Wenn Rohrs Einführung der erste Berührungspunkt mit den Historischen Grundwissenschaften ist, bleibt der Leser eher ohne Antwort auf die Eingangsfrage zurück. Ein Gegenargument für die etwas weiter unten formulierten Frage: "Warum wirkt auf viele die Arbeit mit Archivquellen als altmodisch und verstaubt?" (11), liefert sie - zu Unrecht! - leider auch nicht. Macht man sich aber bewusst, dass die grundwissenschaftliche Forschung in einigen Bereichen bereits weiter fortgeschritten ist, kann das Buch einer ersten Orientierung dienen.


Anmerkungen:

[1] Hiram Kümper: Materialwissenschaft Mediävistik.
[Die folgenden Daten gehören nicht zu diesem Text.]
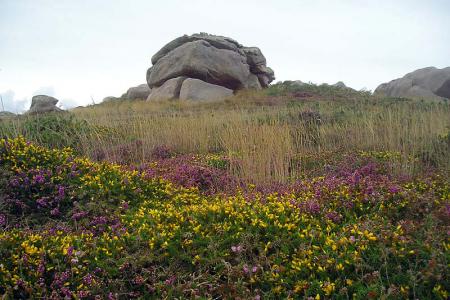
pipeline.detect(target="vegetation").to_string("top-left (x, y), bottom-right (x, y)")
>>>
top-left (0, 82), bottom-right (450, 299)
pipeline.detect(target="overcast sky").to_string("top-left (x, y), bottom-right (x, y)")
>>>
top-left (0, 0), bottom-right (450, 112)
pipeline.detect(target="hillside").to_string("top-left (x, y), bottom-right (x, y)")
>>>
top-left (0, 82), bottom-right (450, 299)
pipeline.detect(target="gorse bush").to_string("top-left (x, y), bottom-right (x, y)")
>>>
top-left (0, 113), bottom-right (101, 150)
top-left (0, 138), bottom-right (450, 299)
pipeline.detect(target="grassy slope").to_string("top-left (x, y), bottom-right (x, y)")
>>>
top-left (0, 85), bottom-right (450, 299)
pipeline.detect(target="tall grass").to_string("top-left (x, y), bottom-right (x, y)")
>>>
top-left (0, 87), bottom-right (450, 182)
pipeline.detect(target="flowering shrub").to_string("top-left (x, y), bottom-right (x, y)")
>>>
top-left (0, 138), bottom-right (450, 299)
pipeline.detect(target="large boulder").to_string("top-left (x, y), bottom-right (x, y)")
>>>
top-left (374, 67), bottom-right (450, 98)
top-left (123, 83), bottom-right (151, 100)
top-left (180, 78), bottom-right (233, 101)
top-left (27, 95), bottom-right (62, 114)
top-left (147, 33), bottom-right (275, 100)
top-left (147, 41), bottom-right (250, 89)
top-left (147, 76), bottom-right (186, 100)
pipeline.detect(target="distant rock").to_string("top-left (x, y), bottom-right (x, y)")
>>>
top-left (147, 76), bottom-right (187, 101)
top-left (147, 33), bottom-right (275, 100)
top-left (180, 78), bottom-right (233, 101)
top-left (26, 95), bottom-right (63, 114)
top-left (102, 96), bottom-right (122, 103)
top-left (333, 81), bottom-right (348, 89)
top-left (123, 83), bottom-right (151, 100)
top-left (374, 67), bottom-right (450, 99)
top-left (0, 111), bottom-right (16, 120)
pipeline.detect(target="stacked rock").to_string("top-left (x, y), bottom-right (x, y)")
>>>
top-left (374, 67), bottom-right (450, 99)
top-left (26, 95), bottom-right (63, 115)
top-left (147, 33), bottom-right (275, 100)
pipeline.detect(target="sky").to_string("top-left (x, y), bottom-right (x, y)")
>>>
top-left (0, 0), bottom-right (450, 112)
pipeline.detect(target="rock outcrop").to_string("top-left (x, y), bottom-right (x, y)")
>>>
top-left (0, 111), bottom-right (16, 120)
top-left (27, 95), bottom-right (63, 114)
top-left (180, 78), bottom-right (233, 101)
top-left (147, 76), bottom-right (187, 100)
top-left (147, 33), bottom-right (275, 100)
top-left (121, 83), bottom-right (151, 100)
top-left (374, 67), bottom-right (450, 99)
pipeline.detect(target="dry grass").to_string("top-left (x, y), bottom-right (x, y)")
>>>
top-left (1, 85), bottom-right (450, 182)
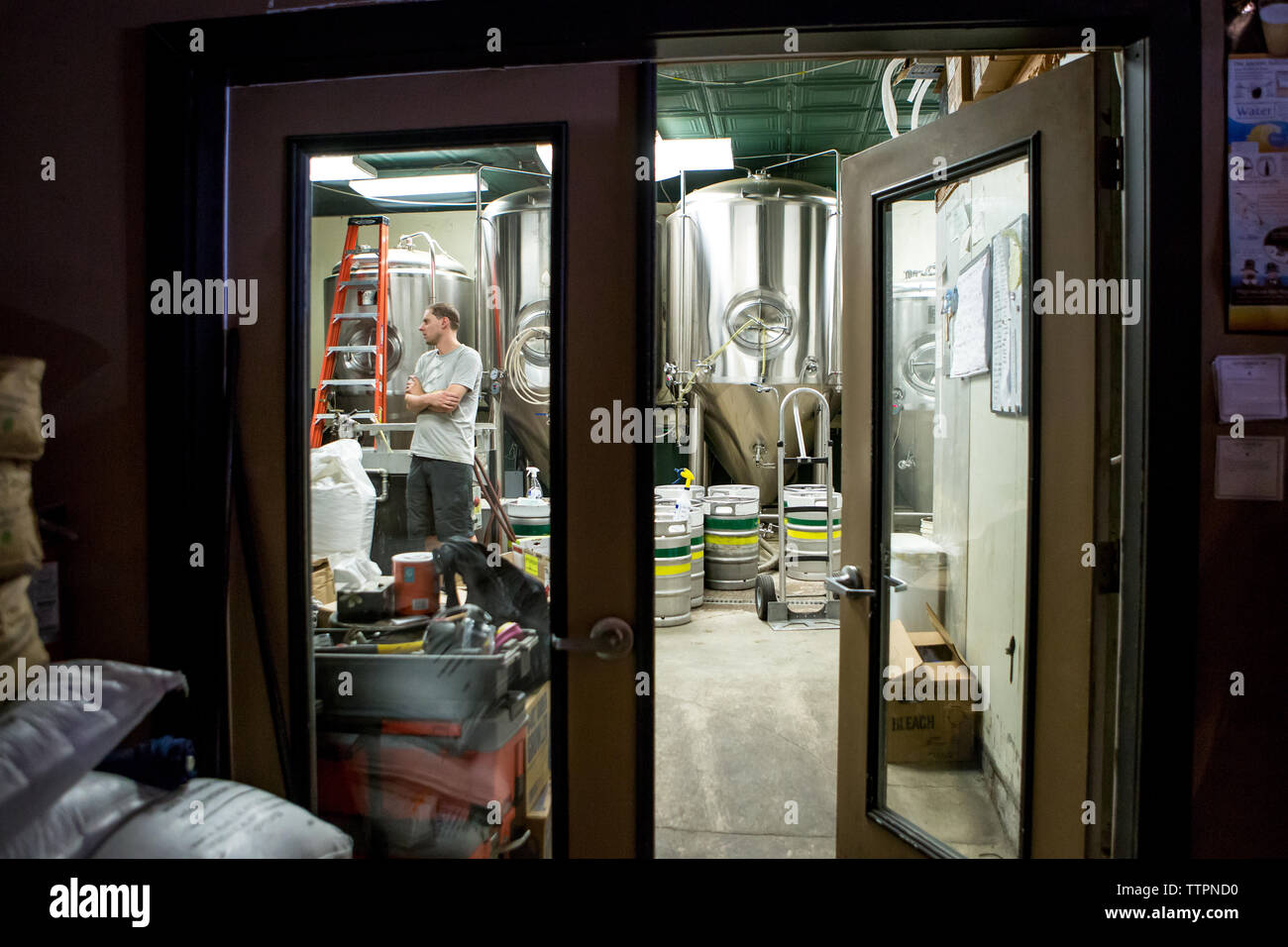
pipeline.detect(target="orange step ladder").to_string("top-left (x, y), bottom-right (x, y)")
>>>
top-left (309, 217), bottom-right (389, 447)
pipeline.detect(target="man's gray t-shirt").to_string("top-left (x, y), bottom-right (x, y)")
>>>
top-left (411, 346), bottom-right (483, 466)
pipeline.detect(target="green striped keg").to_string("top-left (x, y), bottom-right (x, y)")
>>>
top-left (653, 505), bottom-right (692, 627)
top-left (502, 496), bottom-right (550, 549)
top-left (783, 483), bottom-right (841, 582)
top-left (703, 483), bottom-right (760, 588)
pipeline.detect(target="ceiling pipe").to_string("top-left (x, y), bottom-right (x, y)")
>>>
top-left (881, 56), bottom-right (905, 138)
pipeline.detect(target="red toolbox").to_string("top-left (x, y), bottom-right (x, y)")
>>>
top-left (318, 693), bottom-right (527, 858)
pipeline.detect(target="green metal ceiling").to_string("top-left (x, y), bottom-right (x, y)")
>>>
top-left (313, 58), bottom-right (939, 217)
top-left (657, 58), bottom-right (939, 189)
top-left (313, 145), bottom-right (546, 217)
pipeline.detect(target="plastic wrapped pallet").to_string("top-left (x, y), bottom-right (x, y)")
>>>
top-left (93, 779), bottom-right (353, 858)
top-left (0, 356), bottom-right (46, 460)
top-left (0, 460), bottom-right (44, 581)
top-left (0, 661), bottom-right (187, 841)
top-left (0, 576), bottom-right (49, 680)
top-left (0, 772), bottom-right (166, 858)
top-left (310, 438), bottom-right (380, 583)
Eine Einführung in die Historischen Hilfswissenschaften, Wien u.a. 2014, vgl. auch die Rezension in: sehepunkte 15 (2015), Nr. 6 [15.06.2015], http://www.sehepunkte.de/2015/06/26166.html [09.09.2015].

[2] Vgl. https://www.sbg.ac.at/ges/people/rohr/lehrtaetigkeitsbg.htm [09.09.2015].

[3] Hans-Werner Goetz: Proseminar Geschichte. Mittelalter, Stuttgart 32006, hier: 80.

[4] Thomas Vogtherr: Urkundenlehre. Basiswissen, Hannover 2008, 19f.; Reinhard Härtel: Notarielle und kirchliche Urkunden im frühen und hohen Mittelalter, Wien u.a. 2011, 51f.

[5] Andrea Stieldorf: Siegelkunde. Basiswissen, Hannover 2004; Toni Diederich: Siegelkunde. Beiträge zu ihrer Vertiefung und Weiterführung, Wien u.a. 2012.

[6] Vgl. z.B. Claudia Märtl: Die Relevanz der Beschäftigung mit Urkunden, in: Blätter für deutsche Landesgeschichte 149 (2013), 131-136.